Richard Sennett was born in Chicago in 1943. He grew up in the Cabrini Green Housing Project, one of the first racially-mixed public housing projects in the United States. At the age of six he began to study the piano and the cello, eventually working with Frank Miller of the Chicago Symphony and Claus Adam of the Julliard Quartet. Mr. Sennett was one of the last students of the conductor Pierre Monteux. In 1963 a hand injury put a sudden end to his musical career; for better or worse he then embarked on academic study.   Professor Sennett trained at the University of Chicago and at Harvard University, receiving his Ph.D. in 1969. He then moved to New York where, in the 1970s he founded, with Susan Sontag and Joseph Brodsky, The New York Institute for the Humanities at New York University. In the 1980s he served as an advisor to UNESCO and as president of the American Council on Work; he also taught occasionally at Harvard.
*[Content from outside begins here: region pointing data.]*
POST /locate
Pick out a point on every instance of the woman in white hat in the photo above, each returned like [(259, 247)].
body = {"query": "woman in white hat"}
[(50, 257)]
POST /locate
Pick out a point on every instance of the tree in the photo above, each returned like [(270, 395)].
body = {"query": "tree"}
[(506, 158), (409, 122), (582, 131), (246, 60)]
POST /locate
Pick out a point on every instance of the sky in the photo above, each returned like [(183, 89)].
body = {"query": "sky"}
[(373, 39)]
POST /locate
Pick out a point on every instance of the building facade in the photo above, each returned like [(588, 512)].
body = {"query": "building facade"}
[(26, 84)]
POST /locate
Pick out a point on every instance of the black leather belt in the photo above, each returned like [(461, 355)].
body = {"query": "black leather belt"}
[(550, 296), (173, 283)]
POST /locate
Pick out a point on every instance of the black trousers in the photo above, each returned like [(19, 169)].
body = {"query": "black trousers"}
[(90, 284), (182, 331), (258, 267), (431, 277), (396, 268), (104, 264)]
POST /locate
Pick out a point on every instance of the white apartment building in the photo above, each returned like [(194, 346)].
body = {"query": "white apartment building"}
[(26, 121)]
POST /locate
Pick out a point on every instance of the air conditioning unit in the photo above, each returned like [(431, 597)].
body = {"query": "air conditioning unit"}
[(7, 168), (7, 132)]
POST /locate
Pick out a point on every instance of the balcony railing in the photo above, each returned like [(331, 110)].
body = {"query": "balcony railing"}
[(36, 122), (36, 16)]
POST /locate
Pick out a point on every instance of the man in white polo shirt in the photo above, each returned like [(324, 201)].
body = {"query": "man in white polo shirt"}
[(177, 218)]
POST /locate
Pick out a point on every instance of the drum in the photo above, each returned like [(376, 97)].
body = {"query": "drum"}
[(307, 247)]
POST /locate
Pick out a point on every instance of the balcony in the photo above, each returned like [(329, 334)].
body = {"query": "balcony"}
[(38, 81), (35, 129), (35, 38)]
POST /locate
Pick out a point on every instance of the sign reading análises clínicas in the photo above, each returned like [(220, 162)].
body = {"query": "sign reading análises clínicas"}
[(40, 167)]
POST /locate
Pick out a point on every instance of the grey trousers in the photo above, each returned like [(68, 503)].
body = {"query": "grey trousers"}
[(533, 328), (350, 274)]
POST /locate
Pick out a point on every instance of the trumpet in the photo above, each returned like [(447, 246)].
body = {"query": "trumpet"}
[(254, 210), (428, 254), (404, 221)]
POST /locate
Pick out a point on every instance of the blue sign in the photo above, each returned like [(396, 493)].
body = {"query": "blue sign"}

Richard Sennett is currently centennial professor of Sociology at LSE and Bemis professor of Social Sciences at MIT.  Professor Sennett's first book, The Uses of Disorder [1970] looked at how personal identity takes form in the modern city, his latest The Craftsmen [2008] explores the values of good craftsmanship in society today.

Neven Sidor is a partner in Grimshaw Architects, who designed LSE's New Academic Building.  He studied architecture at Nottingham University, qualifying in 1977.  He joined Grimshaw Architects in 1981.  He devotes the bulk of his time to design and believes in the spirit of exploration; to follow a chain of rational decisions and see where that leads you in terms of design.  Faithful adherence to practical steps combined with the confidence to embrace the unknown can lead to surprising and distinctive results.  Neven leads all competition work, recently winning two London university projects and continually driving Grimshaw to explore new areas and territories.  In London, Neven directed the International Terminal at Waterloo and Sainsbury's supermarket in Camden Town.  He also led Grimsaw's first art gallery, the Fundacion Caixa Galicia in Spain.

This is part of the LSE Space for Thought Literary Weekend, the LSE's first ever Literary Festival, celebrating the completion of the New Academic Building.

Ticket Information

All public tickets for this event have now been allocated.  Anyone unsuccessful in requesting a ticket will be notified.

LSE students can still collect a ticket from the LSESU reception, located on the Ground Floor, East Building, Houghton St.

Returns Queue

There will be a returns queue in operation at this event.  Any empty seats left by ticket holder will be filled by those in the returns queue shortly before the start of the event.  The returns queue will be situated outside the Sheikh Zayed Theatre.  Entry via the returns queue is not guaranteed.